Android security is far behind Apple: Cryptography professor
While Android uses full-disk encryption, Apple has a file based encryption that encrypts each file individually.
Security has been one of the most talked about topic amongst the smartphone users and when it comes to comparing Android and iOS about their security, it is the most controversial topic of the industry, one that has engaged fans in heated discussions over which operating system is better protected against online threats.
According to cryptographer and professor at Johns Hopkins University, Matthew Green, Android has taken on the same encryption solution as PCs, which makes it vulnerable because unlike the PCs smartphones are not encouraged to shut down, so the cryptographic keys remain in RAM most of the time.
“Since phone batteries live for a day or more (a long time compared to laptops) encryption doesn’t really offer much to protect you against an attacker who gets their hands on your phone during this time,” explains Green.
Apple on the other hand takes a different approach that offers much better protection. With iOS 4, the company rolled out the ‘data protection’ feature that encrypts all the data stored on the smartphone.

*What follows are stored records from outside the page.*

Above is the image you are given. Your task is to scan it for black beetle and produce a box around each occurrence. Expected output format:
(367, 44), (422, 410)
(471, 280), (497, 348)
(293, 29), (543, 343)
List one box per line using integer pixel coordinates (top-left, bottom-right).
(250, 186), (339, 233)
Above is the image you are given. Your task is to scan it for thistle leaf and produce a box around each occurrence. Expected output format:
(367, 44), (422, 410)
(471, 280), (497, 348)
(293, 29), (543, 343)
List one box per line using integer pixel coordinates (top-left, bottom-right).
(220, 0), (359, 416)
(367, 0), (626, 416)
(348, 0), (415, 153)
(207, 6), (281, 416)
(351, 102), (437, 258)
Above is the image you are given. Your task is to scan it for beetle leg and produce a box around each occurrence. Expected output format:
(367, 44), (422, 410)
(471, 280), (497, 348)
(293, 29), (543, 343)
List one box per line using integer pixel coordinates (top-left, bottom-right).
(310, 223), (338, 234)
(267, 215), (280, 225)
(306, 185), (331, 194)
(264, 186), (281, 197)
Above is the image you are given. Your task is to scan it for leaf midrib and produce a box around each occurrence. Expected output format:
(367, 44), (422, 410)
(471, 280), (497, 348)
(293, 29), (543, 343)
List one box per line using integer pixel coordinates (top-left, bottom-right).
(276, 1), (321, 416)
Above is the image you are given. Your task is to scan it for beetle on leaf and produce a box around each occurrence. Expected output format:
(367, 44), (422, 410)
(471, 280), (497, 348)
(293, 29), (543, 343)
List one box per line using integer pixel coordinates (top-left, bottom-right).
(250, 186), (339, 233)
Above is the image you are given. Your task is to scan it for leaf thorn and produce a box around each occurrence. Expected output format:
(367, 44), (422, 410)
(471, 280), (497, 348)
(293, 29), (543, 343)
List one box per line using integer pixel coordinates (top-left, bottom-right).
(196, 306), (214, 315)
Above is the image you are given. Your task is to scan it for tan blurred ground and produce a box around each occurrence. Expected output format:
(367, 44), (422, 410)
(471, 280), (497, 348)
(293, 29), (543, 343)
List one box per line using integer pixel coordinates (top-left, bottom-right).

While Android uses full-disk encryption, Apple has a file based encryption that encrypts each file individually. This was possible once Apple provided an API developers can use to specify which class key to use in encrypting any given file.
Apple’s iOS offers different classes of protections such as: complete protection, protected until first user authentication, and no protection. There's also a fourth protection for apps that need to create new encrypted files when the class key has been evicted from RAM.
It is also safe to take pictures while the smartphone is locked, thanks to the new class created by the Apple team that uses public key encryption to write new files.
Google is also planning to roll out a similar security system with its Android 7.0 Nougat, but it is yet to be released. The new Android OS comes with two protection classes: credential encrypted storage and device encrypted storage.
These new protection classes are part of a newly designed system known as the Direct Boot that allows the device to access some data before the user enters the passode. Android is missing on two important protection, which makes it more vulnerable to hacking.
Matthew Green says that the problem is not in the cryptography, but the fact that “Google is not giving developers proper guidance, the company may be locking Android into years of insecurity.”